Me acabé despertando en el pedregoso suelo, cuando el sol ya se alzaba sobre el horizonte, aturdido como el que más. Estaba solo y me dolía todo el cuerpo, aunque al incorporarme y revisar me di cuenta de que, salvo por el miedo que sufrí durante las horas de oscuridad y el consecuente shock que todavía persistía, no tenía ni un rasguño. Y, era bastante probable, el que me doliese el cuerpo fuese a causa de un exceso de ejercicio el día anterior, o de una mala postura al desmayarme en pleno camino de regreso.

Porque me había desmayado, ¿verdad?

A medida que los minutos pasaron fui recordando poco a poco lo sucedido instantes previos a perder la consciencia el día anterior. Lo que había visto y escuchado era tan solo equiparable a las pesadillas que me atormentaban de niño, a las leyendas macabras que a los ancianos les gustaba contar para mantener a los turistas apartados de sus propiedades. Nada podía ser real y, sin embargo, estaba seguro de que mis ojos no me engañaron.

Fueran fantasmas o no, lo cierto es que mi encuentro no había sido una ilusión mía. Lo supe en cuanto miré a mi alrededor y vi la misma cruz que la mujer me había entregado durante la madrugada. Una cruz que yo tomé sin pensarlo, como si la misma fuerza superior que me impedía mover mis piernas me estuviese obligando a tomar ese mismo crucifijo en mis manos, usándolo de la misma forma que la muchacha lo hizo.

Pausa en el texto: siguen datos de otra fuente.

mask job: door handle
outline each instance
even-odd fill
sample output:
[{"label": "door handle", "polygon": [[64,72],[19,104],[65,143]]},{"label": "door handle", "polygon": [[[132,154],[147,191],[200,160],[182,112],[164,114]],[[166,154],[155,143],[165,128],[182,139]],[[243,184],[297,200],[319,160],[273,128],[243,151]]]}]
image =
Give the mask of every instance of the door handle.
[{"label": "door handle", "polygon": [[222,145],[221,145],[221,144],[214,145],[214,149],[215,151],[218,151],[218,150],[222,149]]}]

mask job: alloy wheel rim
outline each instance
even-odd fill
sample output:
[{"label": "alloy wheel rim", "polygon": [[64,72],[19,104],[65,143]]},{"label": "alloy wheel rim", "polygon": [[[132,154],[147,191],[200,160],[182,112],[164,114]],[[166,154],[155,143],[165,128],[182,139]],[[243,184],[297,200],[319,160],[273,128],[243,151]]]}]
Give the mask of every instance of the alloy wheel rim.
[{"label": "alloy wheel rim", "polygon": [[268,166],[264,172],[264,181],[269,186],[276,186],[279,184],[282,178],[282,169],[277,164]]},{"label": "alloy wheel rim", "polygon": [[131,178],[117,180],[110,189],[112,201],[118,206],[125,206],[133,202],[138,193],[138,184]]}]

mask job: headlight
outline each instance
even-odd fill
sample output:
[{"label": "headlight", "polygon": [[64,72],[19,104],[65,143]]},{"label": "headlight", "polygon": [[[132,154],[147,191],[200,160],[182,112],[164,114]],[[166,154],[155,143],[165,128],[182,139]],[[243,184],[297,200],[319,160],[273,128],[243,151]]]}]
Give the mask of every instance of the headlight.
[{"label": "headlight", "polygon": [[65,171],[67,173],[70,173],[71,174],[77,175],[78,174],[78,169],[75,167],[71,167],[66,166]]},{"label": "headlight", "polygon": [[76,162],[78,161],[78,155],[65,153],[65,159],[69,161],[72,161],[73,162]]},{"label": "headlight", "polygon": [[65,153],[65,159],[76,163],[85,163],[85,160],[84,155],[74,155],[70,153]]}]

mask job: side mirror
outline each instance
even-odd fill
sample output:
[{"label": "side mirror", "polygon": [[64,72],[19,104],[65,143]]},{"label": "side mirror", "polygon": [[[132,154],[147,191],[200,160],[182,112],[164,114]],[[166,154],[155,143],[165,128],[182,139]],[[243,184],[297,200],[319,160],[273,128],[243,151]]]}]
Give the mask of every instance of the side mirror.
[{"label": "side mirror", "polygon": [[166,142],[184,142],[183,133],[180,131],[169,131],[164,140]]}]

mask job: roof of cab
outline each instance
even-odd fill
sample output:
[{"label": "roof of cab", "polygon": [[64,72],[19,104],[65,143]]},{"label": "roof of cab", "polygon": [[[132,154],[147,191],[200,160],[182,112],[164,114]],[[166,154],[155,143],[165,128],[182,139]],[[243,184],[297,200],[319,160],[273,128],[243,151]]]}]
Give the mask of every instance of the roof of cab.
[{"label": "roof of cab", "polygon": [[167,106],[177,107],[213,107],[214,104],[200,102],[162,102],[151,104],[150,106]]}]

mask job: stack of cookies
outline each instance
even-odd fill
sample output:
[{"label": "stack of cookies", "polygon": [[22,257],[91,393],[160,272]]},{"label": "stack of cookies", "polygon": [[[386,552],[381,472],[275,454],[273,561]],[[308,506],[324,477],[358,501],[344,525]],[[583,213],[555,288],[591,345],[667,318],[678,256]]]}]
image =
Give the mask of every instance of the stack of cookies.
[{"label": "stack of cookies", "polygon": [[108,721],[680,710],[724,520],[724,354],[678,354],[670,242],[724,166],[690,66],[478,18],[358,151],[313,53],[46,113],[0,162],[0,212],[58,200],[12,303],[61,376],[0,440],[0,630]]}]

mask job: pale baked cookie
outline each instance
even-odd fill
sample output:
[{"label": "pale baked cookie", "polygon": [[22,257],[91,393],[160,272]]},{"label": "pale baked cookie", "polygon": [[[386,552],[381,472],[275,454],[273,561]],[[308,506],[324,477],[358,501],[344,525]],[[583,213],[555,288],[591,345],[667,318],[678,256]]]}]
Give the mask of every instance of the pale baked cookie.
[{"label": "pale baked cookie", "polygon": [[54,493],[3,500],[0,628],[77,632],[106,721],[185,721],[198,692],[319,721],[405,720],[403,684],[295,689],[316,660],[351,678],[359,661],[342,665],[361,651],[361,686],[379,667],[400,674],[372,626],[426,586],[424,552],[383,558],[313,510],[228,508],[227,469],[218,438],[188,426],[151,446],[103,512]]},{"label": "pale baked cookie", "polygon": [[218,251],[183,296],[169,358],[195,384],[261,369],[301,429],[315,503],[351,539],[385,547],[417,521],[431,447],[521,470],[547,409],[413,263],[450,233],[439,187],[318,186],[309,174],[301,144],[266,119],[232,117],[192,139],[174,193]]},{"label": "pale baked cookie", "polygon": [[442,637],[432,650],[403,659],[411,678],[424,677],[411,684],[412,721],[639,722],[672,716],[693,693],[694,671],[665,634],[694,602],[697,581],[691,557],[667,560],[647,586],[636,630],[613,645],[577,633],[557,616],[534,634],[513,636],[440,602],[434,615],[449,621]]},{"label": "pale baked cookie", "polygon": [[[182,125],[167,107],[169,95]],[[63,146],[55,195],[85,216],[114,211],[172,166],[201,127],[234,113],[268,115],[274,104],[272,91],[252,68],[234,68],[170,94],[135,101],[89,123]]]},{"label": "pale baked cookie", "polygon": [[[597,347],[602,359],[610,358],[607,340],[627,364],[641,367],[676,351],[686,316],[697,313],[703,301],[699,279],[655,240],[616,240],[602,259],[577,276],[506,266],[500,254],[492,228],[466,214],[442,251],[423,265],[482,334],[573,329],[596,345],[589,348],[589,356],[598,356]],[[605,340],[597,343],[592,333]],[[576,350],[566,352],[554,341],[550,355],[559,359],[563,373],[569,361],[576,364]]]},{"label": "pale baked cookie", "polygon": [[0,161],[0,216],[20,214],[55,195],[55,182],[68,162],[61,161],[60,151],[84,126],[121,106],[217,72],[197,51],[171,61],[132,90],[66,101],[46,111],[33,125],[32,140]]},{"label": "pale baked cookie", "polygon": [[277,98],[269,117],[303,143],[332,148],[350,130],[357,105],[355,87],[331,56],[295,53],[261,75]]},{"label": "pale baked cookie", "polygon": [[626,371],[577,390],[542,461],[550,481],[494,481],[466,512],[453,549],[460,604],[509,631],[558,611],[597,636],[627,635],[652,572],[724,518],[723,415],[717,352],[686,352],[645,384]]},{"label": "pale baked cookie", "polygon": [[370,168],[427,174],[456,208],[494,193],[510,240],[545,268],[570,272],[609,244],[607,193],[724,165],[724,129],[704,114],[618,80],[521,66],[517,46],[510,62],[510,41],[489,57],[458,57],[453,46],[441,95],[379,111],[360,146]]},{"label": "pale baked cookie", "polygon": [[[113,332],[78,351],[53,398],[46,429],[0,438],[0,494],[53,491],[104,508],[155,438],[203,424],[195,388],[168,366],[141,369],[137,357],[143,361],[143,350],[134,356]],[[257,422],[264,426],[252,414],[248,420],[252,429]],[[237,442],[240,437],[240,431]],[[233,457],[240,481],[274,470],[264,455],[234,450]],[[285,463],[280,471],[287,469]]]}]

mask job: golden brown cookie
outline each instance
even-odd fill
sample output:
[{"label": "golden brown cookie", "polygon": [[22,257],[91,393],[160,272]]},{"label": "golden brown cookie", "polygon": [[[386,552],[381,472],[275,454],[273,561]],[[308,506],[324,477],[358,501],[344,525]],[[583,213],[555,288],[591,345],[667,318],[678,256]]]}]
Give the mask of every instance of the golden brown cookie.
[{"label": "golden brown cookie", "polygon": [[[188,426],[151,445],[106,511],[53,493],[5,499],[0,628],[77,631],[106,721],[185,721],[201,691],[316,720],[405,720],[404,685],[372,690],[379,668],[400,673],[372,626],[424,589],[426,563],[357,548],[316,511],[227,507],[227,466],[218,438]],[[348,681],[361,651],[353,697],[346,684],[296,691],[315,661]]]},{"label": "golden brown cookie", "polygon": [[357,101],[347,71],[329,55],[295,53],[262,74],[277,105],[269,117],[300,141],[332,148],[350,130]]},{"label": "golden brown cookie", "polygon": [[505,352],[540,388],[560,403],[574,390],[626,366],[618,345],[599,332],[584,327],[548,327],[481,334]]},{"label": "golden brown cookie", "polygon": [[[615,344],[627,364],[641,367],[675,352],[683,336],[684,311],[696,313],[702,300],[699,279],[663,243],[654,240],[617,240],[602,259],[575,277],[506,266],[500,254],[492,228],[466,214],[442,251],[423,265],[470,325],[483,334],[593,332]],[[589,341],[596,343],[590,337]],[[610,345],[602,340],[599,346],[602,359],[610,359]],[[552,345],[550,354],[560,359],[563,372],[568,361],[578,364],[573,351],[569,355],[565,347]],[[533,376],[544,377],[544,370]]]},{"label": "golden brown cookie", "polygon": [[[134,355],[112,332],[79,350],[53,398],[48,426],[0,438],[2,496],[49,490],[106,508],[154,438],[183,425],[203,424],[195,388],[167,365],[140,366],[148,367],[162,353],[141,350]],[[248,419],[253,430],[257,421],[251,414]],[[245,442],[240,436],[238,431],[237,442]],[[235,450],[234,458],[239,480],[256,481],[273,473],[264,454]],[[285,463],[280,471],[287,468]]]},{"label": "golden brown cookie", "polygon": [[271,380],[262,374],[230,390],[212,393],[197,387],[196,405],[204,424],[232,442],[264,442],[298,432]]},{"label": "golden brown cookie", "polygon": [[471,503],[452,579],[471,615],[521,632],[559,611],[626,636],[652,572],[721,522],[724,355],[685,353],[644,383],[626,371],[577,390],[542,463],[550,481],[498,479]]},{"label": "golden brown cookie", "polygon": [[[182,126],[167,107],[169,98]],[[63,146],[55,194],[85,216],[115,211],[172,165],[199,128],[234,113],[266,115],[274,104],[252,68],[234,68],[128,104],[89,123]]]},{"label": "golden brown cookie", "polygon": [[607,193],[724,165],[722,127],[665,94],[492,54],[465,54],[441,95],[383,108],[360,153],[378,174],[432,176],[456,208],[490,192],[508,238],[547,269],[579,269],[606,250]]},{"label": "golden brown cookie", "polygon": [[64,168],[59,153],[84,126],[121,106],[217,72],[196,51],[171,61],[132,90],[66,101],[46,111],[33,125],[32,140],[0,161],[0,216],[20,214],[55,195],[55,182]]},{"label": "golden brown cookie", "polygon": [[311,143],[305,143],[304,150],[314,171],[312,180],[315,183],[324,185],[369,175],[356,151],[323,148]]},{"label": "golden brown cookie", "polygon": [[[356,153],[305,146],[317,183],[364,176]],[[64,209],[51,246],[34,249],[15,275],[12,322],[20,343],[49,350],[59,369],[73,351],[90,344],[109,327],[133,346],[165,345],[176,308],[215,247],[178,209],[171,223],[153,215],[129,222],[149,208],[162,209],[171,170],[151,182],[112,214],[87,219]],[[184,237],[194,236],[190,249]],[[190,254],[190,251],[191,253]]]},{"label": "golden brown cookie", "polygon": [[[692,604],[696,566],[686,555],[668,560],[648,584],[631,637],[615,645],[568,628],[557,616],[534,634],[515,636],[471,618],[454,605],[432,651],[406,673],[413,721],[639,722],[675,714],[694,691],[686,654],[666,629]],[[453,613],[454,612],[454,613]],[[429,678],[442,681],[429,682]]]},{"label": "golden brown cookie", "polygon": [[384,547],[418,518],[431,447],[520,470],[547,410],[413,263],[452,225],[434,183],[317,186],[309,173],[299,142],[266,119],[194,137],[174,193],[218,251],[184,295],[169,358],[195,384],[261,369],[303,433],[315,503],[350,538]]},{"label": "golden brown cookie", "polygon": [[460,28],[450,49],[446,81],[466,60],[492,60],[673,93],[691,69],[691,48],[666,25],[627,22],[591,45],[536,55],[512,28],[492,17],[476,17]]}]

El ver esa cruz en el suelo, a pocos metros de mí, me llenó de horror. No quería ni volver a tocarla.

Lo único que deseaba en ese instante era alejarme de aquel claro, correr como no pude antes y olvidar todo lo ocurrido. Me encerraría en mi casa y no volvería a salir en todo el día, ni siquiera para volver a ver a los Malvedo a las puertas de la iglesia, como habíamos quedado una vez marché de su vivienda. Con algo de suerte, pensé, podría utilizar toda la jornada para calmarme y al día siguiente, cuando me tocase hacer la ronda de nuevo, ya no tendría nada que temer.

Era obvio, este era un pensamiento demasiado fantasioso, nada acorde con la realidad. Cuando me levanté del suelo todavía sentía que temblaba y mis piernas incluso parecieron hacer un esfuerzo extra por soportar mi peso.

Estaba cansado. Muy cansado, como si me hubiera pasado la noche en pie y vagando por los campos, pero no deseaba recrearme en ello.

¿Dónde diablos me encontraba? Tardé un poco en ubicarme, pero cuando al fin lo hice me di cuenta de que me hallaba junto al cruceiro situado a unos dos kilómetros de mi aldea, en dirección opuesta al lugar del que venía, desde la Ribera. ¿Cómo había acabado ahí?, ¿acaso había pasado de largo mi pueblo y...? No, no tenía sentido. Nada lo tenía.

Con el pánico que había adquirido en las últimas horas, resultaba imposible creer que hubiese cometido adrede la imprudencia de entrar en un núcleo de población y con las mismas salir de él, adentrándome de nuevo en la oscuridad de los bosques, sin haber siquiera pedido ayuda.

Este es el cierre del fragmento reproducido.